ALEX SPEERS-ROESCH: I think it will definitely increase the pressure. I have to say I’m not super optimistic right now. We need significantly more pressure to really move the Trudeau government. They have staked a lot of their political capital on putting forward a climate policy and presenting themselves as taking the climate crisis seriously and working to address it. And while they have taken some steps which have been positive, there is a very striking contradiction in their overall approach, in that, as you said, while they are supporting some action on climate change, they are also very strong supporters of the Kinder Morgan Trans Mountain Pipeline and other tar sands pipelines, which as these financial institutions are recognizing, are incompatible with the goals of the Paris Agreement.

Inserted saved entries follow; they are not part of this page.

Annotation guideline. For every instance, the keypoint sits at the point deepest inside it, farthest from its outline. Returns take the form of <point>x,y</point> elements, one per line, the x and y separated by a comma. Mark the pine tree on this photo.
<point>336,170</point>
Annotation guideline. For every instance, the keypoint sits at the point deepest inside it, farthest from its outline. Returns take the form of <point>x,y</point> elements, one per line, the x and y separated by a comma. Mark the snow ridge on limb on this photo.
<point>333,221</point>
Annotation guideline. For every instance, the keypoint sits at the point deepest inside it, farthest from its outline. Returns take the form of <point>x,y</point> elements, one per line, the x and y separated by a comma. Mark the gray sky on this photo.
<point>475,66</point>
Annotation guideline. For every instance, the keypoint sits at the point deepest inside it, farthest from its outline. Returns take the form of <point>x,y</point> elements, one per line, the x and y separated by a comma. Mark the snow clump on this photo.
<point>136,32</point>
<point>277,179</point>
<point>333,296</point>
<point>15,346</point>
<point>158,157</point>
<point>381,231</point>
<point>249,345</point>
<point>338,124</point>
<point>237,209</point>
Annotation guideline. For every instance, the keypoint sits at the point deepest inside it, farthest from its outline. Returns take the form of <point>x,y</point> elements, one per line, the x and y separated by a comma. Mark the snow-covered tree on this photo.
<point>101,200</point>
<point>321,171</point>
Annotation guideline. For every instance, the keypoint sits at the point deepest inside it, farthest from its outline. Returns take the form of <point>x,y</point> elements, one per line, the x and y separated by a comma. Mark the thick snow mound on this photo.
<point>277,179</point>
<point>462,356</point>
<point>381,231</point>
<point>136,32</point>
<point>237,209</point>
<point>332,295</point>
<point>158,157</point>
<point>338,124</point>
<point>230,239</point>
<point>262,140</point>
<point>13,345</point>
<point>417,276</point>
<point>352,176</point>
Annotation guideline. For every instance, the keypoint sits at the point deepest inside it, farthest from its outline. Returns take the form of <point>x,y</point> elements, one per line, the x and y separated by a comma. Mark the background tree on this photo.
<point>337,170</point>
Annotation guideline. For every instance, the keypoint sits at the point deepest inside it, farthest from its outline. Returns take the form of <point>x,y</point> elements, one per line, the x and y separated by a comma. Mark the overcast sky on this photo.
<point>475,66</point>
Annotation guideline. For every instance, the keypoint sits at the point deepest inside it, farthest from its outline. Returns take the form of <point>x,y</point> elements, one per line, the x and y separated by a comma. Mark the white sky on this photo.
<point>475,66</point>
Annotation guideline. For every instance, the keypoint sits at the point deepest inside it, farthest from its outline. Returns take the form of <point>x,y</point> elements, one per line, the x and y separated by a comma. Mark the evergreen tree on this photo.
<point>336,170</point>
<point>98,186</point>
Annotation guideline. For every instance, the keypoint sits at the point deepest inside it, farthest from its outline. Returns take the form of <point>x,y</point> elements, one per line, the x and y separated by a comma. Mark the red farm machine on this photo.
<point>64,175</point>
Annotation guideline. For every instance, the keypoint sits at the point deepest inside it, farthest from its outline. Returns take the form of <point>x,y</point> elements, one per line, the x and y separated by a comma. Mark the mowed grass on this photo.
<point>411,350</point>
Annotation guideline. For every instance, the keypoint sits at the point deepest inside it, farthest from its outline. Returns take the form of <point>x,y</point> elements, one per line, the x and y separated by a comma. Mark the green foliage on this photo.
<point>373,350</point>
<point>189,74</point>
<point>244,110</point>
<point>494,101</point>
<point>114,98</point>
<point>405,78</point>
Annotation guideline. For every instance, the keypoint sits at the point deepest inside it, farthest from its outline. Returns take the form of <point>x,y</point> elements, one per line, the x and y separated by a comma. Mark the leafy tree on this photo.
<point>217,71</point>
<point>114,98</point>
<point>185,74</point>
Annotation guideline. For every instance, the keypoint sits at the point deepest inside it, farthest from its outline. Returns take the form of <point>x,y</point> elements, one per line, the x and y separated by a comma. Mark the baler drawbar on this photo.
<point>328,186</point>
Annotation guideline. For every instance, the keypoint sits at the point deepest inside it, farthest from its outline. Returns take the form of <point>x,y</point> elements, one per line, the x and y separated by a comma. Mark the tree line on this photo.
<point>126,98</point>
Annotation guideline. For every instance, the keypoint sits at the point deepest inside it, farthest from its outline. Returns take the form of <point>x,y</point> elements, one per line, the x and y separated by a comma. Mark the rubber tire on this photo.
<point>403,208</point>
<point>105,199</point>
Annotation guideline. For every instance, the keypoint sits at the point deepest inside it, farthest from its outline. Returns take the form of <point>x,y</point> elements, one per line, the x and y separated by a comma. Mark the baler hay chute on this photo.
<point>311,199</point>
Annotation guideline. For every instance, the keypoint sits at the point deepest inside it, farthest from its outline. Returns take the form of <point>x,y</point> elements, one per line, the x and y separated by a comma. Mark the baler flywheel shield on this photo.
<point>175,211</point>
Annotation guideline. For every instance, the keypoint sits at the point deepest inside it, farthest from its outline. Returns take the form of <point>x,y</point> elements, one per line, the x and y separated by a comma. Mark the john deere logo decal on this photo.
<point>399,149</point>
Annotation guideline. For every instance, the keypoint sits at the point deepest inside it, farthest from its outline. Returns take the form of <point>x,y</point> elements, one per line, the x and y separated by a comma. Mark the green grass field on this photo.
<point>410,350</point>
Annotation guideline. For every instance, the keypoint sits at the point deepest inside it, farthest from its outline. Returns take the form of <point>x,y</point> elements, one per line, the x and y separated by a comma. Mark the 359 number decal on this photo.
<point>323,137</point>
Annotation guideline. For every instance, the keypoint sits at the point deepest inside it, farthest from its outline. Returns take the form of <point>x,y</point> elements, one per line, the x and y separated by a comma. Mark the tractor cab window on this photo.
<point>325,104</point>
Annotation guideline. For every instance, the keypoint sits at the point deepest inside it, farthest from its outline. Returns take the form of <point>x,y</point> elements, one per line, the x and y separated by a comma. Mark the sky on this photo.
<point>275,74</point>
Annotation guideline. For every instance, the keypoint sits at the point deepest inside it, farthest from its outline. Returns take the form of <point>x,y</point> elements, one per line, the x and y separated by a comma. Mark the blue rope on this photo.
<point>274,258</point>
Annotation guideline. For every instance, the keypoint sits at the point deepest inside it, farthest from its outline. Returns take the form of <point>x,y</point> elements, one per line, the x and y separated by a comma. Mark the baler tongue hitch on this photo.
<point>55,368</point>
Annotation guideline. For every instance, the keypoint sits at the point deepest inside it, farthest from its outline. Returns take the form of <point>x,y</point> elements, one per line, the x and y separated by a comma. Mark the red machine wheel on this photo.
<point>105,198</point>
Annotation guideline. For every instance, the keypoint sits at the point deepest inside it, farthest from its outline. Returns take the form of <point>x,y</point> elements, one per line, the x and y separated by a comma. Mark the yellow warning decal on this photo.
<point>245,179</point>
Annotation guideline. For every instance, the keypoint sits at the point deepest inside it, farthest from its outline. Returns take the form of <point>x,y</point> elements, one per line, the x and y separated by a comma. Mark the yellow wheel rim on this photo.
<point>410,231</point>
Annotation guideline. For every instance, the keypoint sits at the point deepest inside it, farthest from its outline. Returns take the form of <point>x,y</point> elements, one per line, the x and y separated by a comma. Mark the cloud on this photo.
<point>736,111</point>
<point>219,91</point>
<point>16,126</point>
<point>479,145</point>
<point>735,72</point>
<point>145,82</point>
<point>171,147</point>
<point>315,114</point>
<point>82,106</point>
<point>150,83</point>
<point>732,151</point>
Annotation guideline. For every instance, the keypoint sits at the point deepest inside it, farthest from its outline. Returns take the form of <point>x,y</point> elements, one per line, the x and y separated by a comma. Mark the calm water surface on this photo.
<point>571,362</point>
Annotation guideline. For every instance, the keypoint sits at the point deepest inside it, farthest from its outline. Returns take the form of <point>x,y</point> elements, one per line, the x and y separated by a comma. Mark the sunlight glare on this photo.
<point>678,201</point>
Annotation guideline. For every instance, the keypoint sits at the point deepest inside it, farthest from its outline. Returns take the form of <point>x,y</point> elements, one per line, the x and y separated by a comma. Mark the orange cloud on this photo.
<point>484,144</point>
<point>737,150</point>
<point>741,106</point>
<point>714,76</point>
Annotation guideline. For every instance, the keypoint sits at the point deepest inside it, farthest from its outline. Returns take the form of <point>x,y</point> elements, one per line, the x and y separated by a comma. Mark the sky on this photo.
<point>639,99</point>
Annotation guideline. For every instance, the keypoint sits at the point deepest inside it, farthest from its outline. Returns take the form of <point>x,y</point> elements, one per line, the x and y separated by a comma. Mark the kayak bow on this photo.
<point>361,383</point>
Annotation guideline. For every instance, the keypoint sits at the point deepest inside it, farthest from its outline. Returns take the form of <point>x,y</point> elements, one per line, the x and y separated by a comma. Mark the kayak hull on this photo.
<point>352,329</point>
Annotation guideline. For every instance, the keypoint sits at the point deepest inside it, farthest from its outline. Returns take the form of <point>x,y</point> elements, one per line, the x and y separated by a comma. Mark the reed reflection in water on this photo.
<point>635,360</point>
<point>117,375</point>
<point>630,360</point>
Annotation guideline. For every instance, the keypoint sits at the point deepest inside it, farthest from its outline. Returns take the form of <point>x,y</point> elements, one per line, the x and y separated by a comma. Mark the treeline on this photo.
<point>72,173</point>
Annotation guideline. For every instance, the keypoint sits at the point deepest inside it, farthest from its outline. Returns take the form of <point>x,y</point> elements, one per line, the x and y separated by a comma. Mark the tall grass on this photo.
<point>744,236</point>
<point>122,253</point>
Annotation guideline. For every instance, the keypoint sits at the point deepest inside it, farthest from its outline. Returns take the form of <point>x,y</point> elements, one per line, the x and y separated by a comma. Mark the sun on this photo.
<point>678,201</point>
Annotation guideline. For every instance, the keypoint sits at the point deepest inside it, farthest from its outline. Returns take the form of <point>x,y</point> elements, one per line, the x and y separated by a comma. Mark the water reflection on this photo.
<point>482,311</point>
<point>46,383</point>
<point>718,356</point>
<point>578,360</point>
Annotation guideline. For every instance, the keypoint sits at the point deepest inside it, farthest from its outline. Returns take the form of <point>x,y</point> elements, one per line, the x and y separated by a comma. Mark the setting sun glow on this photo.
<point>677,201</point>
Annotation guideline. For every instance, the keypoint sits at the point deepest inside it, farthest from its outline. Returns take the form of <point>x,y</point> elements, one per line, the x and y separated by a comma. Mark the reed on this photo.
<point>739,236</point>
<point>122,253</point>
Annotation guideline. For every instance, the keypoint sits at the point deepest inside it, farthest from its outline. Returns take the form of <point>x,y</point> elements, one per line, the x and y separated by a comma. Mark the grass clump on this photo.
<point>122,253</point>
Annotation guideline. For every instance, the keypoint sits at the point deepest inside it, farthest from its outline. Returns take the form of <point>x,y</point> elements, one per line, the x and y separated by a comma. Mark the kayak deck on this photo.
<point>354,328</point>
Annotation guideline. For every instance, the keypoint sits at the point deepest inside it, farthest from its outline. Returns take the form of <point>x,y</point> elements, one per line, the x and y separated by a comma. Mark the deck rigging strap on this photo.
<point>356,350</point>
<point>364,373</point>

It really undermines the credibility of the Trudeau government on climate issues that, while on the one hand they are supporting things like reducing coal use or supporting the Paris Agreement, at home they are supporting activities which undermine those things and make it impossible to achieve those objectives. We saw that very strikingly recently, where the Trudeau government spoke out in support of Kinder Morgan to have the NEB basically be able to step in to remove local laws or clear the path in terms of local laws for Kinder Morgan so that they can proceed with construction because this has been an ongoing issue in British Columbia. Local municipalities felt that Kinder Morgan wasn’t following the laws properly. The NEB, while they had put a condition on Kinder Morgan that they had to follow the local laws because of this conflict they’ve lifted that condition basically, and the Trudeau government sided with Kinder Morgan.
So, we’re seeing the government flex their muscle to intervene on behalf of these pipelines, to support these projects that undermine the goals of the Paris Agreement. It will increase the pressure on them because you’re seeing more high-profile individuals and institutions recognizing this contradiction and taking action on it, but I think that we will need to see a lot more people speaking out a lot more loudly and putting a lot more pressure on the government before they will break and do the right thing and stop supporting these pipelines.
DIMITRI LASCARIS: This has been Dimitri Lascaris speaking to Alex Speers-Roesch of the Greenpeace Canada about two major fossil fuel divestment announcements. Thank you very much for joining us today, Alex.
ALEX SPEERS-ROESCH: Thanks for having me, Dimitri.
DIMITRI LASCARIS: And this is Dimitri Lascaris for The Real News Network.